To be continued on Oct. 14, 2010

Thursday, September 2, 2010

Web Resources for Children's Librarians

This workshop highlighted quality web resources to be used by children and/or adults working with children. Most of these recommended sites utilize human editing or reviewing as opposed to machine selection (e.g. Google search).

The recommended web resources included child-friendly directories, reading resources, image searching, film guides and reviews, and reference tools on the web. Sites specifically geared toward parents and public librarians were also showcased. A full listing of these websites can be found here.

My favorite sites were DAWCL, Author Name Pronunciation Guide, and NCES Search for Schools.

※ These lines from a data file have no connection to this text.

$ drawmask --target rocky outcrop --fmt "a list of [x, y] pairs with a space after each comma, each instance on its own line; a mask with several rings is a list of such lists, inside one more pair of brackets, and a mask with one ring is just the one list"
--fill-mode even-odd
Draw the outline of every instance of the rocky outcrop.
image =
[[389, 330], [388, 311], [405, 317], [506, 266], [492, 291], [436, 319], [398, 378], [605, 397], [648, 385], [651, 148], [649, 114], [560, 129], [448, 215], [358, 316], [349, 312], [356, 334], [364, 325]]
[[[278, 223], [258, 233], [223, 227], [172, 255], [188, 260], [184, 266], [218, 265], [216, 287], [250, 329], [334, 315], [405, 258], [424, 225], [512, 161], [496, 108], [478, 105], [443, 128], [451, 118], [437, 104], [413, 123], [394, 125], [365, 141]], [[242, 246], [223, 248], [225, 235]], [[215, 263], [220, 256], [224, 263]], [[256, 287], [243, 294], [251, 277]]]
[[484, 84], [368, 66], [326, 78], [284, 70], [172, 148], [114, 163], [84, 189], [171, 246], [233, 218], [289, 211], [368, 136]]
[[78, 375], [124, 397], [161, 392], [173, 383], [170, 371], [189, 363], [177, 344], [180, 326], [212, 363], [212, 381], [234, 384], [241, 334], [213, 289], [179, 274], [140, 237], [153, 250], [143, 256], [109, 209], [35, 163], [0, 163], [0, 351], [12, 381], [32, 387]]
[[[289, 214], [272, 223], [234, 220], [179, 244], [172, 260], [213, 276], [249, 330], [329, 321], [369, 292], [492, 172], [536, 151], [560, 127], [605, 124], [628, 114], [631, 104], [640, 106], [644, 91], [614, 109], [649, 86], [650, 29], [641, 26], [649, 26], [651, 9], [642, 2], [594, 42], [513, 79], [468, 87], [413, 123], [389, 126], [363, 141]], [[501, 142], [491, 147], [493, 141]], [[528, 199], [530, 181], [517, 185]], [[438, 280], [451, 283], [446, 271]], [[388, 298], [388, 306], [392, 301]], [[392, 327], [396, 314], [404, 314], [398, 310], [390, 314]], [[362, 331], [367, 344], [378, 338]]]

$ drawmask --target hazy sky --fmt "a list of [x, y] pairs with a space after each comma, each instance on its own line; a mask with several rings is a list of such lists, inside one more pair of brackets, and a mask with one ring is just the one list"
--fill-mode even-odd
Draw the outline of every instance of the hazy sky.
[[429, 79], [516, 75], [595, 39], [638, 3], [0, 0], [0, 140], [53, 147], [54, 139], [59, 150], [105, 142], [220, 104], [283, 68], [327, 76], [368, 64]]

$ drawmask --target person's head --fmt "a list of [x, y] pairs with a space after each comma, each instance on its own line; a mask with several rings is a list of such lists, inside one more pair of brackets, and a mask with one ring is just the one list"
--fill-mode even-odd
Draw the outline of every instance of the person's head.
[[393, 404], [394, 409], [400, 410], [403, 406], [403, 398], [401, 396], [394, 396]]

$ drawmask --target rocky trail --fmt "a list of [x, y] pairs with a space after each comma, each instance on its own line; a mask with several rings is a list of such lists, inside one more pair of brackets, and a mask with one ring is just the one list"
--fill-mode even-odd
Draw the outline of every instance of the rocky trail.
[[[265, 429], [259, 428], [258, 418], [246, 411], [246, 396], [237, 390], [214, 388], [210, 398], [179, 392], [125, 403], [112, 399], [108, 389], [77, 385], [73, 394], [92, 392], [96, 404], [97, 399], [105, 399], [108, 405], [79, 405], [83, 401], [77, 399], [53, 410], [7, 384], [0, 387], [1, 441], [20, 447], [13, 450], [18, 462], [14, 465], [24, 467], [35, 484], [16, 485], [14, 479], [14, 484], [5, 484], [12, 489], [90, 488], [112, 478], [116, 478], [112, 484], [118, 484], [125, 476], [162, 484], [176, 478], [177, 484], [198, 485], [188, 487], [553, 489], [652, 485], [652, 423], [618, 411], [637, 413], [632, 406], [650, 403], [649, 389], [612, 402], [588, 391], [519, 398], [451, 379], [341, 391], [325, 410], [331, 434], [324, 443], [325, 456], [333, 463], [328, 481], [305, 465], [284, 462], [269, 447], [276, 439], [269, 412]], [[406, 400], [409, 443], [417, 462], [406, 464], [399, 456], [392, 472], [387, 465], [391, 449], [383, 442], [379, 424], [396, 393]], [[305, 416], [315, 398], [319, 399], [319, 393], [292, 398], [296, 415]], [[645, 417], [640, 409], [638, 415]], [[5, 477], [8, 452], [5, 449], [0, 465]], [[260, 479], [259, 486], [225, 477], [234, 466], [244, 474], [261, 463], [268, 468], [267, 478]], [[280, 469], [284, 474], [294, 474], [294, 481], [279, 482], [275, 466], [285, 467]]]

The Database of Award Winning Children’s Literature, aka DAWCL, is a searchable database of 8,300 award winning books. Ninety-one awards across six English-speaking countries are included. Searches can be conducted using the following criteria: suggested age of reader, format, setting, genre, historical period, multicultural, ethnicity/nationality of protagonist or tale, gender of protagonist, languages, publication year, keyword or phrase, author/illustrator/translator, and award. An explanation of awards and calendar of awards is also provided.

Author Name Pronunciation Guide is a fun, yet useful, tool. How many times have you needed to tell a patron about an author only to feel uncertain about the pronunciation of his or her name? Jon Scieszka? Shirley Hrdlitschka? Genevieve Simermeyer? This site is a collection of brief recordings of authors and illustrators saying their names. As someone who has her name butchered on a near-daily basis, using correct pronunciation for other people’s names is of great importance to me.

The National Center for Education Statistics’ Search for Schools [and public libraries] offers a wonderful resource for parents, educators, and librarians. Parents can obtain valuable information about schools when considering a move to a new area. Educators and librarians can use this same information when applying for grants. Some of the information to be found includes student/teacher ratio, enrollment by race/ethnicity, enrollment by grade, and number of students eligible for free or reduced-price lunch.

It was helpful to have someone else do the legwork of selecting quality web resources for children, parents, educators, and librarians. I have already added a number of these recommended sites to the Kids portion of our webpage.